This study characterized the concentration levels and compositional features of VOCs and their contributions to atmospheric chemical processes based on summer observations in downtown Beijing. Phenols and carbonyls were identified as the dominant VOC groups, accounting for 38.87% and 34.91% of total concentrations, respectively, highlighting the importance of OVOCs in shaping urban TVOC burdens.

Phenolic species showed strong species-level contributions to SOA formation and OH radical loss, and, when aggregated, ranked second to carbonyl compounds in their contribution to O₃ formation. Among them, phenol and cresols (including their isomers) were the most reactive species, indicating that volatile phenols are key drivers of urban oxidizing capacity as well as O₃ and SOA formation.

Fuel evaporation, gasoline vehicle exhaust, biogenic emissions, diesel vehicle exhaust, solvent use and organic chemicals, and the petrochemical industry.
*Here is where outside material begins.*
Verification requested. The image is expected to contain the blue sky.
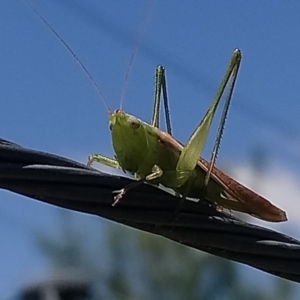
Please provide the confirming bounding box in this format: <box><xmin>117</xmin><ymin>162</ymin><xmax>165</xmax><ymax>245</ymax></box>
<box><xmin>1</xmin><ymin>0</ymin><xmax>300</xmax><ymax>296</ymax></box>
Solvent-related and vehicle-related sources were the dominant contributors to VOC pollution in Beijing, providing important implications for regional emission control strategies.

Despite clear evidence for the critical role of OVOCs, several knowledge gaps remain. Multi-season and multi-site observations are needed to better constrain the spatiotemporal variability of phenols and carbonyls and to distinguish primary emissions from secondary formation. Higher time-resolution VOC measurements combined with constraints on radical chemistry would enable more mechanistic attribution of O₃ and SOA formation. In addition, integrating receptor-based source apportionment with chemical transport modelling is necessary to evaluate sector-specific control strategies under different O₃ sensitivity regimes. Finally, SOA formation estimates for phenolic compounds should incorporate Beijing-specific NO_X levels, aerosol loading, and multiphase chemistry to reduce uncertainties in translating formation potentials into policy-relevant outcomes.

Collectively, these findings strengthen the understanding of VOC pollution in Beijing and provide a clearer basis for targeted air quality management, while also defining priorities for future OVOC-focused observational and modelling studies in megacities.